Despite having two wildly different tones, both versions of Lain tackle themes of selfhood. In the show, Lain is able to achieve a sense of selfhood, albeit one that is abstract. Playstation Lain, however, encourages the player to construct their own version of Lain’s selfhood. The story is told in a non-linear fashion, with the player having to wade through the game’s logs in order to piece together the full story, and to come up with their own conclusions. After viewing the game’s ending, the game invites the player to dive back in, presenting new files that give additional context to the events the player just witnessed. If the game were ever localized in the west, one could imagine the infamous ‘How do I decide when I’m satisfied?’ comment would have been applied here as well. Where and when the player decides to disengage with the story–and with Lain herself–is entirely up to them.
This is why I love and connect with the character of Lain: She refuses to be defined by anyone. In the show, she defies her original creator, rejecting his will and forging a path for herself. In the game, she is a mere presence, indifferent to the player sorting through her computer files, leaving them to their own devices. By the end of either scenario, Lain doesn’t care about how she is perceived, or of what others think she should do. She simply is.

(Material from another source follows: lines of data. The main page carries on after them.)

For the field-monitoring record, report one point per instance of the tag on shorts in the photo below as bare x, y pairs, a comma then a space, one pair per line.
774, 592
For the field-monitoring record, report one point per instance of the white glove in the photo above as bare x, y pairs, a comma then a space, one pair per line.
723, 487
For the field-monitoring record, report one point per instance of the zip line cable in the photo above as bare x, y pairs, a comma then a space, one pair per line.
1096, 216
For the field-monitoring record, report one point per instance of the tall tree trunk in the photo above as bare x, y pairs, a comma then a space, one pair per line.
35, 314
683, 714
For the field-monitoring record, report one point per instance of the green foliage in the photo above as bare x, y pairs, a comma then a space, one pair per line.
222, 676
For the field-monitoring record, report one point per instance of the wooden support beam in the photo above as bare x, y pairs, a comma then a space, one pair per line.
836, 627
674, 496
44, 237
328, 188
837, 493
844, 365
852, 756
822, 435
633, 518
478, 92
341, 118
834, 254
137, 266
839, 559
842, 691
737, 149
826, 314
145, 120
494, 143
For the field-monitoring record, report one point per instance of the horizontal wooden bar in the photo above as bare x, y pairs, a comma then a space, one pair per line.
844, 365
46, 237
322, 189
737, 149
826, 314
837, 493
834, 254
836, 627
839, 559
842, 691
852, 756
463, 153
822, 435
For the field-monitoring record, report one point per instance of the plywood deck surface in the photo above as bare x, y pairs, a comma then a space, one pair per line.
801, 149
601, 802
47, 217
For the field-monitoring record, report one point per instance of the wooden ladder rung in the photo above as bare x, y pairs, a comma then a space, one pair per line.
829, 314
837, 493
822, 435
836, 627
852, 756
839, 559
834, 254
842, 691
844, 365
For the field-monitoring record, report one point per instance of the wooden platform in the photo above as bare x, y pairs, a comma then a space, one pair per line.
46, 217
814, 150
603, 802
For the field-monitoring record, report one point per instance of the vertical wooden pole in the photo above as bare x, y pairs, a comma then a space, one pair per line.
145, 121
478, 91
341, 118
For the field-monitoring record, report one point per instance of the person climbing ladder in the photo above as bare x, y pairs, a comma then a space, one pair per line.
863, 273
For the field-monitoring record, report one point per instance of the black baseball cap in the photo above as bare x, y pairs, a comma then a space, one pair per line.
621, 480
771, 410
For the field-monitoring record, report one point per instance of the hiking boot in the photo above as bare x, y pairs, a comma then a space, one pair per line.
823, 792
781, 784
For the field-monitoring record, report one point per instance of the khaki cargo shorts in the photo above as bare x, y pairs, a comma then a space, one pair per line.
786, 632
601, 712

It isn’t surprising that many Letterboxd (yes, it’s on there) and Backlogged reviews for their respective Lain media are filled with comments about how Lain made them trans. What makes Lain relatable isn’t just her social anxiety, her depression, or her interpersonal relationships and lack thereof. Lain is fluid, Lain is malleable; Lain exists on the border between the digital realm and reality, with the knowledge that the lines between the two are blurred beyond human comprehension.
Amidst a multiple years-long global pandemic, Lain represents the obfuscation between digital and physical. She is the representation of the workers who interface with digital technologies for the sake of labor, only to clock out and explore digital chat rooms and worlds for play. Lain, decades before its existence, anticipates the Doordash order you are making, knowing that the digital presence doesn’t exist without the upkeep of a physical body. Lain, alone in her expansive, nightmarish computer room, oversees the obfuscation of selfhood, labor, and consumption. Alone, she tries to reach out with you, trying desperately to form a connection.
“I am hurting, I have lost it all. I am losing. Help me to breathe.”